Hence, we basically rely on retail brokers for our investments.
Having picked out the low cost ones, I often ask myself the question if my invested capital is safe.
So therefore: Do you trust low cost brokers (In my case Degiro) ? What % of your capital do you hold with one broker?
First, they are idiots. Second, they have incentive to churn your account or put you in high fee products. Third, I am not sure where you live, but a country with no retirement account system might also not have strong fiduciary or anti fraud controls.
So, to anwer your question, no.
I’m talking about execution only brokers.
They provide the platform, you make the trades, they charge a small fixed fee.
Your assets are held with a custodian.
My country provides tax incentives for insurance based pension saving. Those vehicles invest in high free products so it’s a no go.

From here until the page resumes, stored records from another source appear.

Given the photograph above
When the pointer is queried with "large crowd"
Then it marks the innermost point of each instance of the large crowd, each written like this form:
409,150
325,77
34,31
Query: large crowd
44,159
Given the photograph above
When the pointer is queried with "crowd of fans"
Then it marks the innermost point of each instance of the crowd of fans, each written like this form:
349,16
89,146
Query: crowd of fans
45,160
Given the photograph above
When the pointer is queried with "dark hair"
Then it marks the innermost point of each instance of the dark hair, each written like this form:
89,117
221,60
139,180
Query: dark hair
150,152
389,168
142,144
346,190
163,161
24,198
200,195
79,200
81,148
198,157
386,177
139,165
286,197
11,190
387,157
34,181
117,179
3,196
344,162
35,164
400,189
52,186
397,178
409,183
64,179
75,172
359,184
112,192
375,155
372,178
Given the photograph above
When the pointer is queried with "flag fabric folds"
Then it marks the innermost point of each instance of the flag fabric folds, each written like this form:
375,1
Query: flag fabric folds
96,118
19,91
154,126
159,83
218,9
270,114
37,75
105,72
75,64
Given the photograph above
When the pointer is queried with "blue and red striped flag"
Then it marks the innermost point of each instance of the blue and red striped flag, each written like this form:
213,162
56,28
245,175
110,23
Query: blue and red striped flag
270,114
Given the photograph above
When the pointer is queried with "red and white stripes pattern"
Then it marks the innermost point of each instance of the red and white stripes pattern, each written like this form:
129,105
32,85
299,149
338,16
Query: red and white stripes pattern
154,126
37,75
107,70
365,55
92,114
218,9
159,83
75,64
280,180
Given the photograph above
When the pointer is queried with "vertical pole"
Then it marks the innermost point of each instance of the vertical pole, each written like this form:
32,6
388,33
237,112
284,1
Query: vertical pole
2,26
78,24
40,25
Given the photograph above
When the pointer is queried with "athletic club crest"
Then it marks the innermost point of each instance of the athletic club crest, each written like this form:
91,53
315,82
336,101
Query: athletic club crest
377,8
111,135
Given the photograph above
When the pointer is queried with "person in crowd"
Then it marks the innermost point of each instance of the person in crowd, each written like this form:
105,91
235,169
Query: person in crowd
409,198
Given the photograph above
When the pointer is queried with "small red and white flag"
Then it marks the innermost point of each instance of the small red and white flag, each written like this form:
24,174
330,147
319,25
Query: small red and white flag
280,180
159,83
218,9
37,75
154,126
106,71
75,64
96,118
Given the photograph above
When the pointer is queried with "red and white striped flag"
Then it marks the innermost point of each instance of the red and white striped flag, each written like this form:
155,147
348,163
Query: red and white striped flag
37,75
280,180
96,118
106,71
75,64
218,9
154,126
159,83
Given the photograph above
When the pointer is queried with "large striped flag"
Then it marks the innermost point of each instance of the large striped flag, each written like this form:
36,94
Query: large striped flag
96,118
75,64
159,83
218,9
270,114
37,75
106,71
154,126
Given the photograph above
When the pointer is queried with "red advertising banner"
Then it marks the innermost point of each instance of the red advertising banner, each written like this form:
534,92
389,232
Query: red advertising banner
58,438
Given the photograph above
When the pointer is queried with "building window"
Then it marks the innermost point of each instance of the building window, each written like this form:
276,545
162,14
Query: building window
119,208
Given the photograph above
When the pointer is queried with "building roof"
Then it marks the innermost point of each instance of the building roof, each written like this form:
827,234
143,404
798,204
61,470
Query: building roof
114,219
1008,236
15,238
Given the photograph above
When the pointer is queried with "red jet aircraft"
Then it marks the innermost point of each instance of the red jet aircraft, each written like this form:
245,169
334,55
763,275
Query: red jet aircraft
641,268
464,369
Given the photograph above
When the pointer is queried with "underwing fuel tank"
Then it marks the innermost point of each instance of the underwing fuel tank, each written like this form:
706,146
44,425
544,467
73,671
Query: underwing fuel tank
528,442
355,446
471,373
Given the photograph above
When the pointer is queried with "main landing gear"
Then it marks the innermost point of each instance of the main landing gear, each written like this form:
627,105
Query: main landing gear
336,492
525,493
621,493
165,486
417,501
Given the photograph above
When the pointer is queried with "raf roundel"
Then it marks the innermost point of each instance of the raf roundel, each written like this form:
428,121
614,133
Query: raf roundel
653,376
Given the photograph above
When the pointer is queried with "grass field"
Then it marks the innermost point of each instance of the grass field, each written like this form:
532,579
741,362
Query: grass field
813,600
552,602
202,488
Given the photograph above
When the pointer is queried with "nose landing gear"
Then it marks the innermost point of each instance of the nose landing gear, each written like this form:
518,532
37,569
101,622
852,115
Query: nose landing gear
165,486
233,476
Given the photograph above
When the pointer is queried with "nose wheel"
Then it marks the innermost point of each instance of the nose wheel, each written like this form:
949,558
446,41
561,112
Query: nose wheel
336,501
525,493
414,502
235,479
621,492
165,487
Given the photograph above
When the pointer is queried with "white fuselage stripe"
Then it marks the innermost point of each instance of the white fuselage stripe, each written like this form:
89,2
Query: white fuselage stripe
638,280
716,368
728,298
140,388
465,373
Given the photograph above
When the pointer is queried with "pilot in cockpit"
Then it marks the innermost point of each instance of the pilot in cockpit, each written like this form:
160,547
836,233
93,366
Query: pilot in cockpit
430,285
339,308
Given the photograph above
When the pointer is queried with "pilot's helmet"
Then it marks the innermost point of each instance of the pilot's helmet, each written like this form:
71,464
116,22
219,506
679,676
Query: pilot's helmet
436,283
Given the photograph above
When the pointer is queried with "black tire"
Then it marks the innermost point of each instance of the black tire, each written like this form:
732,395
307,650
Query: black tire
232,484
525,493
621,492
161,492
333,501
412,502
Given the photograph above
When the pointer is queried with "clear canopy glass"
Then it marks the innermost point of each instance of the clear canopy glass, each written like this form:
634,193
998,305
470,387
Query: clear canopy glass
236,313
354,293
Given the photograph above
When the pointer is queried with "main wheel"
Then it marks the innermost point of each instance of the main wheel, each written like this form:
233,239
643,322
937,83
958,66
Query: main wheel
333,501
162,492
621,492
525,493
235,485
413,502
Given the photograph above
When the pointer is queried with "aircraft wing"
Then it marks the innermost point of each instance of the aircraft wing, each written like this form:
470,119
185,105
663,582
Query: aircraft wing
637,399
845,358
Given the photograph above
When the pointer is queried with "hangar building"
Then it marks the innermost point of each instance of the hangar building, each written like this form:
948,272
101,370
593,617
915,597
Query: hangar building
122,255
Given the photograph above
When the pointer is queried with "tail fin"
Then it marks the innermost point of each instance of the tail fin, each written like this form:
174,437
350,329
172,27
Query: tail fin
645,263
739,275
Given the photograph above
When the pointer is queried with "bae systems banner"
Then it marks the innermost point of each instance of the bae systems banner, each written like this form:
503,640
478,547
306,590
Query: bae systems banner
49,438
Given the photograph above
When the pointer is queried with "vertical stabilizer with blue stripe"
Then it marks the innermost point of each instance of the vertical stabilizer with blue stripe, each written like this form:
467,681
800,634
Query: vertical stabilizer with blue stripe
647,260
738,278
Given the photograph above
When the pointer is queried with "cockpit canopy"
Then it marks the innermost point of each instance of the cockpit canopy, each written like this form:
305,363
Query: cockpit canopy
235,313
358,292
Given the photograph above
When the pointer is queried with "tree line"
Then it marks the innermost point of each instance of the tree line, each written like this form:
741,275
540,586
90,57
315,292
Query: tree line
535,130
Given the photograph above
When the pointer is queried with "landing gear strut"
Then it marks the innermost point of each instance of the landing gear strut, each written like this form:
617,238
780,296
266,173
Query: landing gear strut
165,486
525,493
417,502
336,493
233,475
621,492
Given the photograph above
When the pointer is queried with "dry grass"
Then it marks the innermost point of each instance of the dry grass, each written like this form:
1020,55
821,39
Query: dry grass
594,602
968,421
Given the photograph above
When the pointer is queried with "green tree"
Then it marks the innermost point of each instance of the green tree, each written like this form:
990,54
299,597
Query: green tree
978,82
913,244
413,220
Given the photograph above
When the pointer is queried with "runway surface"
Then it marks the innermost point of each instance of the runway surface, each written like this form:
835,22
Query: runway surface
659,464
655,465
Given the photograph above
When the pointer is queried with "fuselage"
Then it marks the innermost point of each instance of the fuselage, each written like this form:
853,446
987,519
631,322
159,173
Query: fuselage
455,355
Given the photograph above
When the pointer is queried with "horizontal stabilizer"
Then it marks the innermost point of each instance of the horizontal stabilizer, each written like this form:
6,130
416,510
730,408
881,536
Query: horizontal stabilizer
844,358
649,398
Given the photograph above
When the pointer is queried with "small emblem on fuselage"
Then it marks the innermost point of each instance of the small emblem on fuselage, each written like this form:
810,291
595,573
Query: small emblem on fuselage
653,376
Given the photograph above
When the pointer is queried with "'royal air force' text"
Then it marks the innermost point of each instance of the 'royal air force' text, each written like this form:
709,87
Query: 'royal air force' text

sell side traders?? salesmen who think they are the investment team with market moving powers with each keystroke
same with buy side execution traders.
Sounds more like robo or self-directed like a Scottrade account. If OP is using the term “broker” to mean a firm like Scottrade, then I’d say yes, it’s safe to have everything in one place. I don’t trust robo advising as much so I wouldn’t put all my eggs in one “broker” there.
You’re obviously not describing an old-school “broker” (no one really uses that term - in the US anyway - to describe advisors anymore). But, if you were, I’d say if you find one you really trust, yes, you should - in theory - put all your assets with one advisor. Ohai’s above statement is uncharacteristically wrong. If you go to a fee-based advisor, churning isn’t even possible. Nor do they receive any extra comp by selling more expensive products. In fact, RIAs in the US have to compete with one another and fees is where they win their business. That’s why the biggest RIAs generally use a mix of active and passive funds. They want to keep the total expense low so the RIA across the street can’t steal them away.
If this was 10 years ago, I’d completely agree with ohai. Churning was a big problem with the “stock-jock” brokers. And up until a couple years ago, many advisors (not RIAs though) would sell clients private REITs and BDCs that have huge sale loads. Those products are on life support though, and a pure RIA can’t even sell them anyway.
I would never trust a broker.
Stock, real estate, whatever.
They’re never acting in their clients’ best interest (unless it’s a coincidence).
I have money at different brokers (fidelity, interactivebrokers, etc) and I doubt they always engage in fair execution of trades you submit.
E.g. I bet they regularly execute market buy orders above the actual ask price. That’s why I use limit orders to protect myself.
I have a question about broker involvement. From the conversation here, I’m assuming the focus is on brokers that acts as a middle transaction. You put in the order, they see to execution. However, what about modern retail brokers like TD Ameritrade where you do your own execution? In products like futures where there is 100% transparency being that all transaction for that contract go through one exchange and all order flow is visible to anyone. When you place an order, it just gets mixed into the order flow at the CME or whatever. What role does the broker play in that situation. They just hook up the market access but have no direct interaction with the order?
In general, Im curious about retail broker interaction (IB or TD for example) with the orders placed through them. What role do they play in getting your “buy” to find seller in different kinds of products?
You’re right, I might have misused the term broker here. I’m really talking about online execution-only platforms like TD Ameritrade. (Don’t work with them but I guess that’s what they do?)
Then it really doesn’t matter. The primary benefit of having all your money with one broker is if you can lower costs by reaching a certain breakpoint. For example, if your broker offered 10 free trades a month if you have over $100k with them. Another benefit is the ease of seeing all your positions in one place. Though this can be easily replicated using any number of other websites or even just a spreadsheet. The major downside is if your broker goes out of business. Not sure what kind of protection your government provides you, so you should look into that and think about spreading your money around if you’re over the maximum insured limit at one place.
don’t worry about it then. your orders are probably bought and sold before it “execute” thanks to HFT firms… so who is the real broker now? in the end it does not matter. happy tradin’!